Bush, closing the round of declarations, then declared that he and America as a whole were committed to Israel's security as a "vibrant Jewish state."

Hamas Rejects Call to End Armed Attacks on Israelis

By Ross Dunn (VOA-Jerusalem)

The militant Islamic group Hamas said it would not lay down its arms despite an appeal from Palestinian Prime Minister Mahmoud Abbas. The organization was reacting to Abbas' statement, at the Mideast summit in Aqaba, Jordan, calling for an end to armed attacks against Israelis. And there also was strong opposition from Israelis to a promise by Prime Minister Sharon to remove some Jewish settlements in the West Bank and Gaza Strip.

Hamas said it would stand by the Palestinian people and by the gun. A spokesman for Hamas, Abdel Aziz-Rantisi, said that the organization would never lay down its arms until it liberates the whole of Palestine.

Rantisi's statement is in line with the charter of Hamas, which calls for the destruction of Israel, in favor of a republic governed by Islamic law. But his remarks were in sharp contrast to the conciliatory comments from Hamas before the summit in Aqaba, Jordan between the Israeli and Palestinian prime ministers and President Bush.

Hours before the meeting got under way, Hamas official Ismail Abu Shanab said his organization was ready for a ceasefire if Israel agreed to withdraw its troops from Palestinian self-rule areas in the West Bank and Gaza Strip.

For its part, Islamic Jihad, an organization with similar aims as Hamas, said it would continue what it called its resistance as long as Israeli forces continue to occupy Palestinian areas. Both Hamas, and Islamic Jihad, frequently carry out suicide bombings.

Abbas has appealed to the groups to stop such attacks in order to give a chance for negotiations with Israel to succeed.

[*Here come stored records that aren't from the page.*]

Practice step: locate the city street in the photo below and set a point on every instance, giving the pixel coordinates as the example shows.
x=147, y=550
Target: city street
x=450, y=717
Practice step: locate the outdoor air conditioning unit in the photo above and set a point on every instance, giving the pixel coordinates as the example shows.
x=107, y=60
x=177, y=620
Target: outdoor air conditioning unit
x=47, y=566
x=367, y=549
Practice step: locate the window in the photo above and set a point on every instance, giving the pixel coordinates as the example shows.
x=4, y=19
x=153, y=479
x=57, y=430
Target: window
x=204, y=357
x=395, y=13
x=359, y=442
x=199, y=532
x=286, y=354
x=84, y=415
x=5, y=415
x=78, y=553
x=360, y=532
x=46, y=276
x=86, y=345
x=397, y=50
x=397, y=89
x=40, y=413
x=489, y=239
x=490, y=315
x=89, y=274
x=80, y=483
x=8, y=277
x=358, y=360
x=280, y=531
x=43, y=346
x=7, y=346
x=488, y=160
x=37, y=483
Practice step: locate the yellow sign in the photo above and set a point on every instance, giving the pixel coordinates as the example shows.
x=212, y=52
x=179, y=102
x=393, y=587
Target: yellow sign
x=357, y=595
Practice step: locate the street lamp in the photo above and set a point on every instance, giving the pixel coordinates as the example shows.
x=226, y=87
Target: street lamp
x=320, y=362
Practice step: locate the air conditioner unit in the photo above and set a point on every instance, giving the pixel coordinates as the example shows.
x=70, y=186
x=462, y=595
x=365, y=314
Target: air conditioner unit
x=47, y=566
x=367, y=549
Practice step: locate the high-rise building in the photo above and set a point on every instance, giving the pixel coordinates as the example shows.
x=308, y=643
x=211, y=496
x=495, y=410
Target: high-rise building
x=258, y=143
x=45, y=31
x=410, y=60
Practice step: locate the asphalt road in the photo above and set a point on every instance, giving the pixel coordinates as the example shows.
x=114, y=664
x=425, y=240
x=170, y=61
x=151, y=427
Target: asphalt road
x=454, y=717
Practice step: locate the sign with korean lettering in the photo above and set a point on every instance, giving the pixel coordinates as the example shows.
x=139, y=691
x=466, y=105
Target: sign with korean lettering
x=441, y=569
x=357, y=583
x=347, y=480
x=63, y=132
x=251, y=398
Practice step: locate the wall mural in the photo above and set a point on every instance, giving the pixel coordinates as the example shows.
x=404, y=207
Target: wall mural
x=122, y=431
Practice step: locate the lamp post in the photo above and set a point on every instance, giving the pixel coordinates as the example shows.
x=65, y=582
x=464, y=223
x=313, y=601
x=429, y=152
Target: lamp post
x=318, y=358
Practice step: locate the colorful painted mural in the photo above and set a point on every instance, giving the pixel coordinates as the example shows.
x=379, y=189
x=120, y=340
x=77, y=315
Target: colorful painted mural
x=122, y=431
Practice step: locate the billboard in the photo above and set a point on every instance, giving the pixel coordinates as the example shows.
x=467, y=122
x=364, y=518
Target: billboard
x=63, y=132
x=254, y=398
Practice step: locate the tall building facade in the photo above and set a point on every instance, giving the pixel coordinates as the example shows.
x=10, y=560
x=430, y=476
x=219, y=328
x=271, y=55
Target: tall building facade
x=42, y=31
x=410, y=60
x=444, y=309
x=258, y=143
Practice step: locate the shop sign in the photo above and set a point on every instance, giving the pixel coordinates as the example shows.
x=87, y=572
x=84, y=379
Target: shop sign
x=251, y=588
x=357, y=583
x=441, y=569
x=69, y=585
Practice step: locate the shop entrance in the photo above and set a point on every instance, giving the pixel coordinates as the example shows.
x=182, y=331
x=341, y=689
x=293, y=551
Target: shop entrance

Meanwhile, Israeli opponents of the "road map to peace" plan in the Middle East were scheduled to gather in Jerusalem for what they hope will be a massive demonstration. Organized by the Yesha Council for Jewish settlers in the West Bank and Gaza Strip, the rally is appealing to all Israelis to stop the government from removing some settlements and permitting the establishment of a Palestinian state.

For years, Sharon has been a strong supporter of the settlers, but Shaul Goldstein, a leader of Yesha Council, said of him Wednesday, "He lost his leadership. He's lost his way."